Lena never knew when she was born, but she lived a long life, always thanking God for His great grace. When she died in 1800, her faithful perseverance had become legendary throughout South Africa. She was one of the first indigenous church leaders in South Africa, certainly the first woman, and she had led the congregation at Genadendal for fifty years.
Friday, 15 February 2013
Hauge spent his last years on a farm near Christiania (modern Oslo), bought for him by his friends. Years of imprisonment had weakened his body but not his spirit. His home became a centre for Christian life, visited by many. He welcomed both spiritual and secular leaders who came to him for advice.
He wrote a number of books and articles, mainly spiritual but some economic. Two years before his early death, he gave this testimony to God's faithfulness and dealings.

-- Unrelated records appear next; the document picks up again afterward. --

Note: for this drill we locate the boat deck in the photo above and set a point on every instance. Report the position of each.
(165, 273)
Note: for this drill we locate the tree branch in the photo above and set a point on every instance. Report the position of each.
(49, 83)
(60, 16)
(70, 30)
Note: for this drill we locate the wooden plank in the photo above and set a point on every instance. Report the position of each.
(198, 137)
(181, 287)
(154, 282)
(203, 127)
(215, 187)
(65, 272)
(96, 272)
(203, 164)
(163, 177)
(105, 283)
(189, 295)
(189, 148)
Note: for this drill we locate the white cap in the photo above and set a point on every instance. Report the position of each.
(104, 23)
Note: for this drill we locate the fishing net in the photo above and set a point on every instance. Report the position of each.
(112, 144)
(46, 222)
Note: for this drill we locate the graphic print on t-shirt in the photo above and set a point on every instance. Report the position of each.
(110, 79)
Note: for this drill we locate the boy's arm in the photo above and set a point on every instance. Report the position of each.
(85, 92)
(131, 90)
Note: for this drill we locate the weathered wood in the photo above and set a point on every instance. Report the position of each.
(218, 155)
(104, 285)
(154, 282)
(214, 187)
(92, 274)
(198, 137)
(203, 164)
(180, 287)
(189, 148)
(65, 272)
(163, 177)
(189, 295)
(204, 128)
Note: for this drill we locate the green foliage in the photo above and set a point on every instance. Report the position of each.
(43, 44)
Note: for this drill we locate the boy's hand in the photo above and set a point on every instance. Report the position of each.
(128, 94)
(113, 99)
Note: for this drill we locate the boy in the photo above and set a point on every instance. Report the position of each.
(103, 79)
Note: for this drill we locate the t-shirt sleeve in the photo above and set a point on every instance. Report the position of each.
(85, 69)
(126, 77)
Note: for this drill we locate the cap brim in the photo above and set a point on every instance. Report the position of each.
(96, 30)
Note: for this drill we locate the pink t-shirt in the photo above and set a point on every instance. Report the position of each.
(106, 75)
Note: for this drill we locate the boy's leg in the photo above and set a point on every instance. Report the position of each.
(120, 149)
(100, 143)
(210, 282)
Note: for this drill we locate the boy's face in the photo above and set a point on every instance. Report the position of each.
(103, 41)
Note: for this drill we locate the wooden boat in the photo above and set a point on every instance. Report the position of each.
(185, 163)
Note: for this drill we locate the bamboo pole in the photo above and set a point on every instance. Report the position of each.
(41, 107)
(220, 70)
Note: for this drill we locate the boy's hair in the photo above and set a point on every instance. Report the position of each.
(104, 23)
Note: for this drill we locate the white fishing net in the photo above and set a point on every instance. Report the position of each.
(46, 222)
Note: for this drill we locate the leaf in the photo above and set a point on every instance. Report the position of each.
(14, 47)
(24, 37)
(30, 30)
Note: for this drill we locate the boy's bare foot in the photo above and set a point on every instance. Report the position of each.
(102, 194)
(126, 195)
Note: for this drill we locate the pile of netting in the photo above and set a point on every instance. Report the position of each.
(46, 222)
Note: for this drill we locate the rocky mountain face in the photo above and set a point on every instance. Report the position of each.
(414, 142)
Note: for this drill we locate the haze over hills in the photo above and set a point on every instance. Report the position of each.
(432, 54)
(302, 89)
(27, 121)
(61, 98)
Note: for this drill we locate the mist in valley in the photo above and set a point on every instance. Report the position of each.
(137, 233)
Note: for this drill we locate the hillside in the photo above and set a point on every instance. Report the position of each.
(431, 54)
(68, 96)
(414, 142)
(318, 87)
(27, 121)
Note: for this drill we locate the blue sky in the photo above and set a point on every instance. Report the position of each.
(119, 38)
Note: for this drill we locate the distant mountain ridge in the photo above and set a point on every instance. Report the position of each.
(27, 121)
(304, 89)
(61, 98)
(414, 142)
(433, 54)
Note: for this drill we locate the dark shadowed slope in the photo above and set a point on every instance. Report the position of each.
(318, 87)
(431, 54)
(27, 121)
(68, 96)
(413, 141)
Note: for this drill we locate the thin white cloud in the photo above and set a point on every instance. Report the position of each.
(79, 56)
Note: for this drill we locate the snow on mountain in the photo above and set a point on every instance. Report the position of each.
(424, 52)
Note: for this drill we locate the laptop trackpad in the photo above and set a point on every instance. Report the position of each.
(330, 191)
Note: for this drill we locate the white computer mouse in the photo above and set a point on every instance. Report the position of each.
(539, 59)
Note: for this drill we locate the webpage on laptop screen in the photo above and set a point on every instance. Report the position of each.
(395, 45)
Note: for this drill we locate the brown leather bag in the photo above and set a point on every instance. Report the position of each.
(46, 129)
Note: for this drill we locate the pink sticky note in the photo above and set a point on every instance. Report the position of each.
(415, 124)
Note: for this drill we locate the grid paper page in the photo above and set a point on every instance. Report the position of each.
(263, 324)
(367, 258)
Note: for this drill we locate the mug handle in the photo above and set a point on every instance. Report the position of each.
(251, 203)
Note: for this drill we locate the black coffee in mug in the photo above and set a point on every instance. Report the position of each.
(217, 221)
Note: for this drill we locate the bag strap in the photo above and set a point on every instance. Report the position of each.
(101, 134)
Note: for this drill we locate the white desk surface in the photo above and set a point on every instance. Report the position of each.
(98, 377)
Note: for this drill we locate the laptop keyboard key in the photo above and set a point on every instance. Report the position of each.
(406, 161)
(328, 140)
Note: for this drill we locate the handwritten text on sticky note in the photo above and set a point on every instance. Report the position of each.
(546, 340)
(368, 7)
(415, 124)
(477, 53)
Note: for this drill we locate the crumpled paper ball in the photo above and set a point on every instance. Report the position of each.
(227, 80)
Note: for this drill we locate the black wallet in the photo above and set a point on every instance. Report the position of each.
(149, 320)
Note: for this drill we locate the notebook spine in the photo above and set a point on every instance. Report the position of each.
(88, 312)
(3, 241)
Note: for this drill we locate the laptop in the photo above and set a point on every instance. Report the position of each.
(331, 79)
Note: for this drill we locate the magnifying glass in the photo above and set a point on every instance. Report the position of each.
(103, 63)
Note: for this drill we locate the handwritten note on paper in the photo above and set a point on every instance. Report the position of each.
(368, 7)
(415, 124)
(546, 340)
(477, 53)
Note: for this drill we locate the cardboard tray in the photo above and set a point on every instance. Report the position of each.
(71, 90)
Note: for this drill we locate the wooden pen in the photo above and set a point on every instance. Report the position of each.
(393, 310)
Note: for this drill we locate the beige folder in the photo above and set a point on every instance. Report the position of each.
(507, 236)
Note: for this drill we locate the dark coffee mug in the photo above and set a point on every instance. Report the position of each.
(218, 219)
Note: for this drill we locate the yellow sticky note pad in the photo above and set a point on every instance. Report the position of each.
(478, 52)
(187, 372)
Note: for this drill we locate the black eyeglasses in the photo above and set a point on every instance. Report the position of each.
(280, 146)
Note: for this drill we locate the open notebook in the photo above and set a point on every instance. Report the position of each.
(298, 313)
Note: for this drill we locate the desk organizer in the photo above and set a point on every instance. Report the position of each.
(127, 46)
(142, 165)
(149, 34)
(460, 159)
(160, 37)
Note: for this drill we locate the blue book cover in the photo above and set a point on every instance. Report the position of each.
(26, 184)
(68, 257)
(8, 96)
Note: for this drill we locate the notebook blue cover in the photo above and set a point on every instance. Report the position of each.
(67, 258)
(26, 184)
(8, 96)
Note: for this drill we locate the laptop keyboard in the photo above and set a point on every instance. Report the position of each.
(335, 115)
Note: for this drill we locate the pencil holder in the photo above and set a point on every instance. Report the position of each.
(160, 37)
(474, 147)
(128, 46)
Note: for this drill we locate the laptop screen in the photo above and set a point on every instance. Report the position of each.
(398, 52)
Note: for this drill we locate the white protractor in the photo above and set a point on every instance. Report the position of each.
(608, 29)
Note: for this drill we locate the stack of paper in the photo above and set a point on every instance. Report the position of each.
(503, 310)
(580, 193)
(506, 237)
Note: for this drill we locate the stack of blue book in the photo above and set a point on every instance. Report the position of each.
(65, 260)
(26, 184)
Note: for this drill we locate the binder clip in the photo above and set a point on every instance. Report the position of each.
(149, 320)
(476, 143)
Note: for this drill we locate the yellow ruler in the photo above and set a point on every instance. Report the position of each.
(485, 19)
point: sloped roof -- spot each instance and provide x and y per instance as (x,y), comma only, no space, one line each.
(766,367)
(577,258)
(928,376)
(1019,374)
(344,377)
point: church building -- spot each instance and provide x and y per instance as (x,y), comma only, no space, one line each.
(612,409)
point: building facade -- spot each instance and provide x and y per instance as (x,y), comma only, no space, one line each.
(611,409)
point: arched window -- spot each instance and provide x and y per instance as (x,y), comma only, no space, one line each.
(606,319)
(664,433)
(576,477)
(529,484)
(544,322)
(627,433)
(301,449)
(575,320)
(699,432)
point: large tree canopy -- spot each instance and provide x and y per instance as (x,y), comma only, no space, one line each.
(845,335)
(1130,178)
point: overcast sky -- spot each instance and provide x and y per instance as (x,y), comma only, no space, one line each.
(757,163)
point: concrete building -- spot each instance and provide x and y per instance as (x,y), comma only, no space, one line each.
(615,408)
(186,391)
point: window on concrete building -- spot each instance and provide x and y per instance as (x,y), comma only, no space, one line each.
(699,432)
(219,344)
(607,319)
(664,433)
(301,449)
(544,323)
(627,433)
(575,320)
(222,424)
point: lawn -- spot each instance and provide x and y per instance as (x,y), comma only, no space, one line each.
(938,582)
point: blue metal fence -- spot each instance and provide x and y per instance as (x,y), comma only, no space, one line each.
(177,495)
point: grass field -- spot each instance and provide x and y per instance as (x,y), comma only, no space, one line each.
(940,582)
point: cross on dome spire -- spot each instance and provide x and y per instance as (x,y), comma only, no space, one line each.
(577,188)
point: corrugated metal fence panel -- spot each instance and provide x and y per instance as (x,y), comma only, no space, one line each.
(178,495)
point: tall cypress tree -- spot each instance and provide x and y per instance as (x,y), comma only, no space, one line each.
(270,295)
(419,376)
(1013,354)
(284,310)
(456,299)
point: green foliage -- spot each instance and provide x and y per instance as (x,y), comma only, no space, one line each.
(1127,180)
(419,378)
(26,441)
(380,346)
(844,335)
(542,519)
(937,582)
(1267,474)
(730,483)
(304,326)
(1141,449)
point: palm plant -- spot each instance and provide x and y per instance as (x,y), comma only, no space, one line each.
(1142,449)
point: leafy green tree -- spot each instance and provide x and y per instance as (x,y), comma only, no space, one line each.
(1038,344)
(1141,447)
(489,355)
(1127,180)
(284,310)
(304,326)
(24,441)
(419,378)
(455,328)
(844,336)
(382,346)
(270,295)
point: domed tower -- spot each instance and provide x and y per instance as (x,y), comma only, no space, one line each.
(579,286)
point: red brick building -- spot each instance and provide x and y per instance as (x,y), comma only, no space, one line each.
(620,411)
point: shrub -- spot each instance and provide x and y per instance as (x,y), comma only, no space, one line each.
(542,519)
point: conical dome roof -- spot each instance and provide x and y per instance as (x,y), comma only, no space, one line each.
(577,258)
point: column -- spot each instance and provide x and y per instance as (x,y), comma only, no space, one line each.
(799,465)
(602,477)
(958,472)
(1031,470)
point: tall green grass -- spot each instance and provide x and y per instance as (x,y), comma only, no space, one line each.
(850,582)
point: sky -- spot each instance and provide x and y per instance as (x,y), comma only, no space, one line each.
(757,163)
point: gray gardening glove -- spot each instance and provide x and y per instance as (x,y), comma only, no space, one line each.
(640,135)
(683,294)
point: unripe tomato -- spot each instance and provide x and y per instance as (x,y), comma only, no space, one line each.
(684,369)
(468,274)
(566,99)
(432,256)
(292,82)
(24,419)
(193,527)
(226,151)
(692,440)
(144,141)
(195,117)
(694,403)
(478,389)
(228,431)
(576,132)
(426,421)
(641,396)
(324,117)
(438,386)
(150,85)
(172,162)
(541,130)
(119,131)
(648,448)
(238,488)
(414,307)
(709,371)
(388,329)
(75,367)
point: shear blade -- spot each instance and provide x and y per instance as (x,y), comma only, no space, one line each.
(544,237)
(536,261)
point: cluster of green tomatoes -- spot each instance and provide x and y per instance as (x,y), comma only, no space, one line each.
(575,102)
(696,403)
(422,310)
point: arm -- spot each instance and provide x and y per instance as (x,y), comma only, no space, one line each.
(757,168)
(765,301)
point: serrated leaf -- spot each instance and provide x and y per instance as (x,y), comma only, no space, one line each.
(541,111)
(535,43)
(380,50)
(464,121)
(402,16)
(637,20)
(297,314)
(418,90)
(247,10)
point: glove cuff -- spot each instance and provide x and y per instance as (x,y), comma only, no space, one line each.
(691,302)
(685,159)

I am 52 years old and have tasted Christianity's joy and strength, which had enabled me to leave my father's house and to offer up my body's peace and my worldly goods. I have put my life in danger of death many times, wandered alone through and over many wild woods and fells. I have seen many loathsome forms of sin. But in all this, nothing has been able to disturb the peace and the divine joy I have through the teaching of Christ. My consciousness is at one with it, and I only want to live according to its command.
In the darkest of prisons, where I have sat for my testimony's sake, I have had spiritual joys that exceed all the world's glory and joy. In a miraculous way, power is granted to all those who receive it in their inner being, such that their souls become sanctified by His reconciling grace. From this flows that purity and that friendship that far exceeds all other morals and friendships in the worlds. Let it happen!
At the end, Hauge was bedridden - but still preached. His last exhortation was: "Follow Jesus!" He died, his face radiant with joy, exclaiming, "Oh, You eternal, loving God!"
That was by no means the end of the story! Some of his followers held important positions. Three of them took part in the first Norwegian Parliament in 1814, when Norway became independent from Denmark after 400 years of Danish rule. The whole nation felt the effects of Hauge’s influence - spiritually, politically and financially. It can truly be said that he fathered the new nation.
Hauge's pioneering work in economic justice and ethical business continue to inspire today. Journalist Sigbjorn Ravnasen has written a book (very hard to find, even on Google) on Hans Nielsen Hauge's Ethical Framework for Business and Management . Ravnasen writes:
"When Norway became an independent nation in 1814, these kingdom values were integrated into the rhythm of daily life and were institutionalized into laws, school curricula and business practices in Norway. Economic conditions improved and led to the eradication of poverty in the land. Today, Norway continues to be the best country in the world in human development for the seventh year in a row. Norwegians have imbibed this spirit of volunteerism and have stretched their sense of responsibility from involvement in their local community beyond to the global community of nations. So Norway has the highest ratio of missionaries per capita, and (most unusually) in holistic and transformational servant-leadership roles."
In 2005 the Hauge Institute was founded. Its aim is to raise awareness about the person Hans Nielsen Hauge, his ethical thinking and topicality; to bring inspiration to the business community, to leaders, research, education and society. Based on the thinking and practice of Hans Nielsen Hauge, the Hauge Institute will focus on the ethical dimension in three main areas: Leadership, Entrepreneurship, and Trade and the Environment.